Quelle responsabilité majeure également nous portons ! En effet, il est de notre devoir, en tant que chercheurs, d’élaborer des protocoles rigoureux, transparents et sérieux afin de fournir des résultats tangibles et utiles pour nos concitoyens. Nous savons qu’un nombre croissant de patients, quel que soit leur problème de santé, se tourne vers des approches complémentaires non-pharmacologiques. Les patients ont besoin de se sentir acteurs de leur prise en charge, de retrouver un sens de responsabilité dans leur bien-être. Ces outils leur permettent de retrouver ce sens du contrôle et une certaine autonomie quant à la gestion de leur qualité de vie. Malheureusement, nous sommes aussi frappés par la présence de certaines personnes dont la position éthique et les compétences peuvent parfois être questionnables et questionnées. Sans aucune surprise, les communautés scientifique et médicale restent dès lors encore dubitatives et prudentes. Sur la réserve pour intégrer de telles pratiques dans la prise en charge des patients. Certains centres ou hôpitaux ont déjà ouvert leurs portes à l’hypnose et/ou la méditation. D’autres observent encore ces outils de loin… ont encore besoin d’être assurés de leur intérêt réel pour les patients. Et c’est légitime ! Le soin du patient demande une grande prudence. Nous travaillons avec la complexité de la personne humaine, une richesse faite d’une multitude de facettes qui parfois peuvent se contredire, parfois protègent d’une blessure profonde, parfois ont une fonction opérante importante pour la personne.

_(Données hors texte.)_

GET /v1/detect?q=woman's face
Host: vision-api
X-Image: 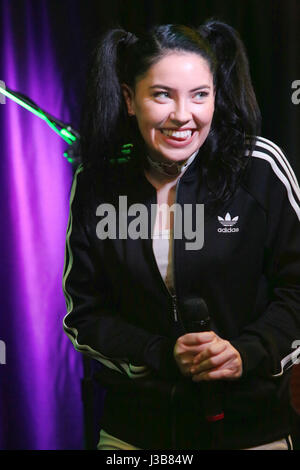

[123,52,215,161]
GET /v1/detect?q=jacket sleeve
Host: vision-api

[231,140,300,377]
[63,166,179,379]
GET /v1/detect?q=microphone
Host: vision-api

[182,297,224,449]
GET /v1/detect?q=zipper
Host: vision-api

[147,178,184,331]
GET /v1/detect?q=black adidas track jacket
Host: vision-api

[63,137,300,449]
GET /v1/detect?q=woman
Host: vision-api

[64,21,300,450]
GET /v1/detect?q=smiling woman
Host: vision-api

[64,21,300,450]
[123,52,215,163]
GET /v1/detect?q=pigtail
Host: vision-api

[199,20,261,135]
[81,28,137,170]
[198,20,261,207]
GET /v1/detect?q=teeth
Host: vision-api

[161,129,192,139]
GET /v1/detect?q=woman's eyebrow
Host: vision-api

[149,83,210,92]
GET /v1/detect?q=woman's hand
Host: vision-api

[174,331,243,382]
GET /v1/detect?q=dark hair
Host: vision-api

[81,20,261,206]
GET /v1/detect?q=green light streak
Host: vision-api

[0,87,76,145]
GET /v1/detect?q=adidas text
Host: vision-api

[218,227,240,233]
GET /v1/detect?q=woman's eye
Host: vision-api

[195,91,208,100]
[154,91,169,98]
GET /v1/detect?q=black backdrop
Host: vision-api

[0,0,300,448]
[47,0,300,176]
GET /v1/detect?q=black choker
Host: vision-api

[147,150,198,176]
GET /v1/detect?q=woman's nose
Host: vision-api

[170,101,192,124]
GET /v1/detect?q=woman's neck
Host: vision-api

[145,150,198,182]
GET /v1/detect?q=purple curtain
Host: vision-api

[0,0,83,449]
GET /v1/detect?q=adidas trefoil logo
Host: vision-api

[218,212,240,233]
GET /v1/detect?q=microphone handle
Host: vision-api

[188,317,224,450]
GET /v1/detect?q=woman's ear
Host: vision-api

[121,83,135,116]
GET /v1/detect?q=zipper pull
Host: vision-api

[172,294,178,322]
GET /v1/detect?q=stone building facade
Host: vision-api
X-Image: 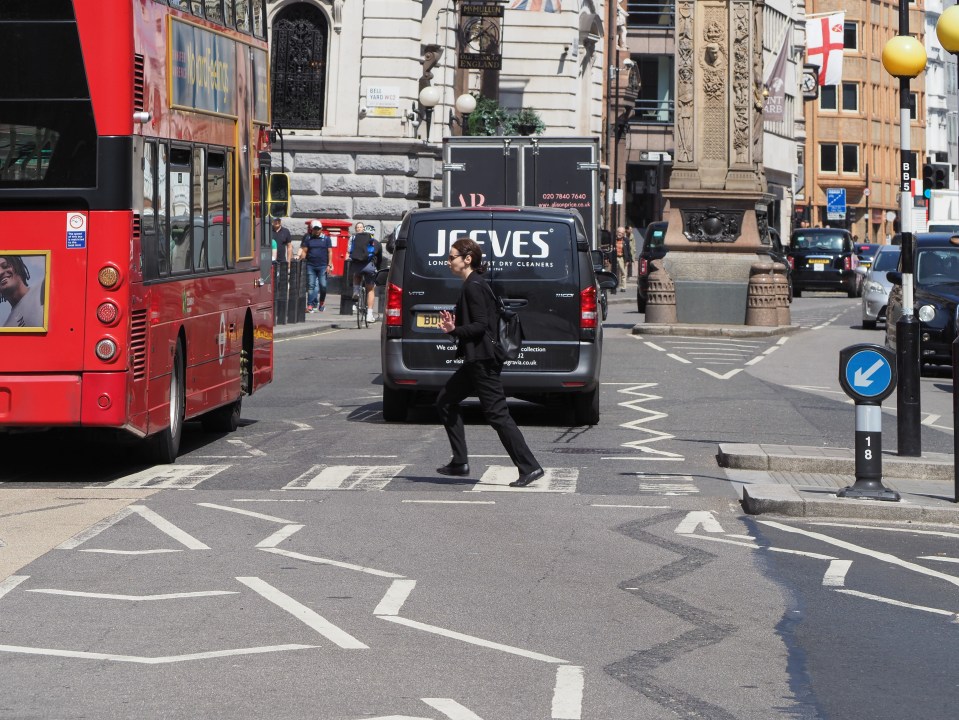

[268,0,604,237]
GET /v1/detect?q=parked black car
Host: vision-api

[786,228,861,297]
[886,233,959,367]
[636,220,669,313]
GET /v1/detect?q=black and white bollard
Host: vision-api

[836,344,900,502]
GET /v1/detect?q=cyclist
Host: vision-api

[346,222,383,322]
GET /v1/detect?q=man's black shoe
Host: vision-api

[509,468,546,487]
[436,463,470,477]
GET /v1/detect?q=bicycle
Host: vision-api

[353,273,376,329]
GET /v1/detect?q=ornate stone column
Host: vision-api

[663,0,771,324]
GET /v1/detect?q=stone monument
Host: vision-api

[663,0,771,325]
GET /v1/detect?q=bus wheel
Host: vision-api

[383,385,410,422]
[152,342,186,464]
[200,398,243,432]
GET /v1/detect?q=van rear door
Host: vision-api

[403,212,580,372]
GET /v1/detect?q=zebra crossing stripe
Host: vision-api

[472,465,579,493]
[283,465,406,490]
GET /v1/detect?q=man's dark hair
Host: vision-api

[0,255,30,285]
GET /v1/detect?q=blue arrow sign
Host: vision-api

[846,350,892,397]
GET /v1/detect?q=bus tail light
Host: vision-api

[97,302,120,325]
[97,265,120,290]
[386,283,403,327]
[96,338,117,362]
[579,285,598,330]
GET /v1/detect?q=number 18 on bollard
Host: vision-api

[837,344,899,501]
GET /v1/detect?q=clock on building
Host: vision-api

[799,65,819,100]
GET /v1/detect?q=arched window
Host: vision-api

[271,3,329,129]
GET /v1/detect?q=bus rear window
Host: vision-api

[0,0,97,188]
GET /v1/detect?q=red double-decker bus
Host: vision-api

[0,0,273,462]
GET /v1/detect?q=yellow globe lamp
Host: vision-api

[882,35,926,77]
[936,5,959,53]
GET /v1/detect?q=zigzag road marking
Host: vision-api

[617,383,685,460]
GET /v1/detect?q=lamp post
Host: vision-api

[447,93,476,135]
[419,85,441,142]
[882,31,926,457]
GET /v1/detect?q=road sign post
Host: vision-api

[836,343,899,501]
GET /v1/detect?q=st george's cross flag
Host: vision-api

[509,0,563,12]
[806,12,846,85]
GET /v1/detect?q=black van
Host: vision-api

[381,207,616,425]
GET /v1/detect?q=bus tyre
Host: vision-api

[200,398,243,433]
[383,385,409,422]
[152,342,186,464]
[573,388,599,425]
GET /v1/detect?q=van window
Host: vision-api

[407,217,575,282]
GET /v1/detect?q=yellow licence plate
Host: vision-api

[416,313,440,330]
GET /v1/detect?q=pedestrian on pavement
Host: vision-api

[615,225,626,292]
[273,217,293,264]
[346,222,383,322]
[299,220,333,313]
[436,238,544,487]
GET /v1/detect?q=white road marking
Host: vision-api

[696,368,743,380]
[810,521,959,538]
[673,510,724,535]
[0,575,30,597]
[260,548,403,578]
[256,525,305,548]
[590,503,670,510]
[197,503,296,525]
[56,505,210,550]
[401,500,496,505]
[227,438,266,457]
[822,560,852,587]
[77,548,183,555]
[283,465,406,490]
[237,577,369,650]
[373,580,416,615]
[0,644,317,665]
[27,588,240,602]
[92,465,230,490]
[420,698,483,720]
[550,665,586,720]
[377,615,567,665]
[757,520,959,586]
[468,465,579,493]
[836,589,959,622]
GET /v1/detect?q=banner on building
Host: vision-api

[509,0,563,12]
[806,12,846,85]
[763,33,789,122]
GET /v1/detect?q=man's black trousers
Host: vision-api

[436,360,539,475]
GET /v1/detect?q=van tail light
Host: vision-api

[386,283,403,327]
[579,285,598,330]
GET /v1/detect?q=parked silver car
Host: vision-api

[857,245,900,329]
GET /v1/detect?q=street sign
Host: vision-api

[839,344,896,405]
[826,188,846,220]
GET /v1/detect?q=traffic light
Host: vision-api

[932,163,949,190]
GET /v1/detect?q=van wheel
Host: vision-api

[200,398,243,432]
[573,388,599,425]
[149,342,186,465]
[383,385,409,422]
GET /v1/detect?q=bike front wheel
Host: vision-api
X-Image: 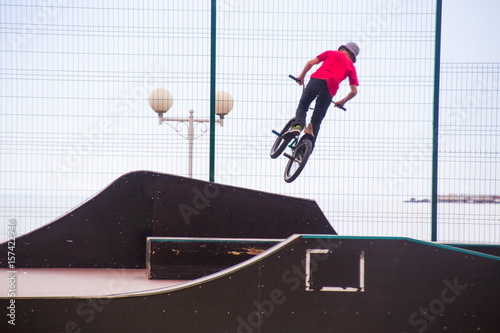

[270,118,295,158]
[285,139,313,183]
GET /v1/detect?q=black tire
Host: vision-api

[270,118,295,158]
[285,139,313,183]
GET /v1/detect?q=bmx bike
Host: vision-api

[270,75,346,183]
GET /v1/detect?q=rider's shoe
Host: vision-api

[283,125,302,139]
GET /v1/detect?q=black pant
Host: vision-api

[295,79,332,140]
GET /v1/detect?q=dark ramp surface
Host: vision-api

[0,235,500,333]
[0,171,336,268]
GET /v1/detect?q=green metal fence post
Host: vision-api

[209,0,217,182]
[431,0,443,242]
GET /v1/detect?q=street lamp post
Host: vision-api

[149,88,233,178]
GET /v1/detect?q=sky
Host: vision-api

[441,0,500,62]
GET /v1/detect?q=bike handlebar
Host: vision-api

[288,74,347,111]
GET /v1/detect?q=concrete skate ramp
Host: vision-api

[0,171,336,268]
[0,235,500,333]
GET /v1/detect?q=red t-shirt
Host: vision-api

[311,51,359,97]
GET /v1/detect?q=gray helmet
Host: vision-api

[339,42,359,62]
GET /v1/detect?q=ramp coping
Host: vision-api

[302,235,500,261]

Dès lors, il est primordial de travailler avec son cœur et beaucoup d’éthique, avec humilité et rigueur. C’est pourquoi, en tant que scientifiques, notre devoir est de poursuivre ce travail de compréhension, d’objectivation des processus de transes afin de pouvoir ensuite en expliquer les mécanismes, de préciser les contextes cliniques dans lesquels elles sont pertinentes, d’offrir un manuel transparent des bénéfices et des limites de chaque technique.

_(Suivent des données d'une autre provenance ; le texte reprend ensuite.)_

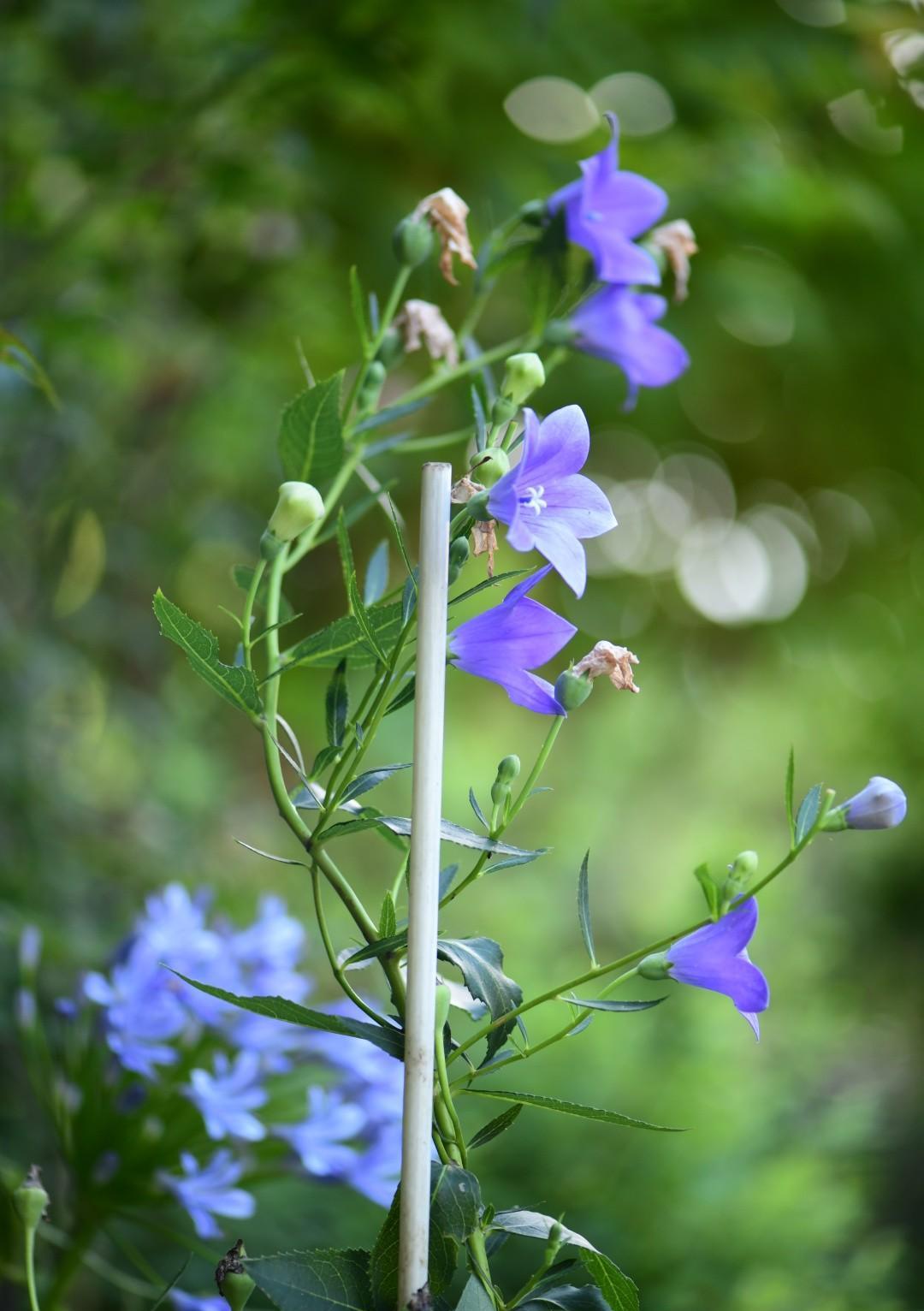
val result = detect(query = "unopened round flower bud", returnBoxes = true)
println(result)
[638,952,671,979]
[392,215,434,269]
[215,1237,257,1311]
[471,446,510,488]
[554,668,594,710]
[375,328,404,368]
[449,537,468,587]
[266,483,323,542]
[13,1166,51,1232]
[500,350,545,405]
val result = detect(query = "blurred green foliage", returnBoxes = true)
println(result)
[0,0,924,1311]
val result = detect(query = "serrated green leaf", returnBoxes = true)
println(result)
[153,587,264,719]
[468,1106,523,1151]
[578,851,596,969]
[245,1248,374,1311]
[168,966,404,1059]
[579,1249,638,1311]
[278,370,343,486]
[436,937,523,1058]
[379,893,397,937]
[371,1161,481,1311]
[363,537,388,606]
[283,604,402,668]
[461,1084,684,1134]
[794,783,822,847]
[343,764,410,803]
[491,1206,596,1252]
[347,572,388,665]
[323,657,350,747]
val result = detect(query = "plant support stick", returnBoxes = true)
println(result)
[399,464,451,1307]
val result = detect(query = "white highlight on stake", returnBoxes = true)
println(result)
[399,464,453,1307]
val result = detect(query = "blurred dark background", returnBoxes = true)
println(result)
[0,0,924,1311]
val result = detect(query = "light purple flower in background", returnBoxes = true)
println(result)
[170,1289,228,1311]
[570,288,690,409]
[488,405,616,596]
[183,1052,266,1142]
[649,897,769,1037]
[448,565,577,715]
[274,1089,365,1178]
[548,114,667,288]
[157,1148,257,1237]
[838,774,909,828]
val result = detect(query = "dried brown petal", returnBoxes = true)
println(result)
[394,300,459,368]
[574,643,641,692]
[413,187,477,288]
[649,219,699,300]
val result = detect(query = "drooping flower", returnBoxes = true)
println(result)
[488,405,616,604]
[183,1050,266,1142]
[840,774,909,828]
[548,114,667,288]
[638,897,769,1037]
[157,1150,257,1237]
[448,565,577,715]
[274,1089,365,1178]
[570,288,690,409]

Bien sûr, nous gardons cette humilité aussi face à la grandeur de cette entreprise. La Science a cette beauté d’évoluer en permanence. Chaque nouvel outil de mesure nous fait réaliser la limite de l’outil utilisé précédemment. Chaque résultat obtenu par un protocole de recherche nous confronte aux limites méthodologiques dont nous n’avons pas pu nous défaire. Les outils centrés sur les états de conscience non ordinaire sont intrinsèquement liés à la personnalité humaine, dont les facteurs contextuels, motivationnels et relationnels sont irrémédiablement intriqués. Notre travail a pour objectif de tenter d’aborder chaque facette de cette complexité afin d’en tirer une information la plus précise possible.  C’est en favorisant les collaborations entre disciplines et groupes de chercheurs de différentes universités que nous pourrons optimaliser ce travail.

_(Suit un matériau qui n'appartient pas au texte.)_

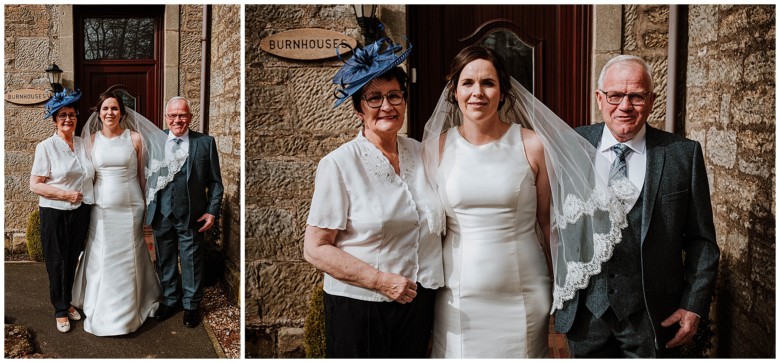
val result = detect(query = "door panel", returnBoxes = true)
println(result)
[407,5,591,140]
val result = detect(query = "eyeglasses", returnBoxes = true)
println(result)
[599,90,653,106]
[57,113,79,120]
[363,91,404,108]
[165,113,190,120]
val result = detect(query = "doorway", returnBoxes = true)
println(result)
[73,5,165,132]
[407,5,593,140]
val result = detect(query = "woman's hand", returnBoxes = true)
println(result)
[30,175,84,203]
[374,271,417,304]
[303,226,417,304]
[63,190,84,204]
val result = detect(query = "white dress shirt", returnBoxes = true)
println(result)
[306,132,445,301]
[30,133,95,210]
[165,129,190,155]
[595,125,647,212]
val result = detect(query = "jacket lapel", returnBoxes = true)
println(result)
[187,130,198,180]
[641,125,666,244]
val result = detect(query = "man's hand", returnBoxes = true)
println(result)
[198,213,216,232]
[661,309,699,348]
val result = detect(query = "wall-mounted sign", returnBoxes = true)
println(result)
[5,88,51,105]
[260,28,357,60]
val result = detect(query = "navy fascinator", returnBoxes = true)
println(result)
[333,38,412,108]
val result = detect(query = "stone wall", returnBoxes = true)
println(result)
[245,5,405,357]
[3,5,61,252]
[209,5,241,301]
[179,5,203,131]
[622,5,776,358]
[685,5,777,358]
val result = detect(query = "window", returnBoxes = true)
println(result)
[84,17,155,60]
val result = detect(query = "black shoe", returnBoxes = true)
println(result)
[184,309,200,328]
[154,304,176,321]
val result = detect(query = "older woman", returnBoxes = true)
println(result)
[304,39,444,358]
[30,89,94,333]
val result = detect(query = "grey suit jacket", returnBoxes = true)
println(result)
[555,123,720,346]
[146,130,224,229]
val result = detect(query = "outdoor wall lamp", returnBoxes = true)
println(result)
[352,4,379,44]
[46,63,62,93]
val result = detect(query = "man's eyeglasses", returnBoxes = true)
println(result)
[599,90,652,106]
[165,113,190,120]
[363,91,404,108]
[57,113,79,120]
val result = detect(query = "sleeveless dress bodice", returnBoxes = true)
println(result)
[433,125,551,358]
[73,130,160,335]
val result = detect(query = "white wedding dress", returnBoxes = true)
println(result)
[432,124,552,358]
[73,130,160,336]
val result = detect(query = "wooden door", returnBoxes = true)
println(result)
[408,5,592,140]
[73,5,165,132]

Dans ce cadre, ce 3 juin 2023, nous avons voulu réunir des chercheurs de différents horizons. Neurosciences, anthropologie, psychologie, autant de disciplines qui seront représentées en cette soirée avec au cœur la même passion : étudier et comprendre des pratiques de transe issues de techniques ancestrales. Hypnose, transe chamanique et méditation seront présentées et discutées avec le public. Nous espérons voir naitre des questions, des échanges riches et ouvrir un peu plus encore le regard vers ces outils qui ne peuvent plus être mis de côté par les communautés scientifiques et médicales dont l’intérêt est d’améliorer le bien-être des patients.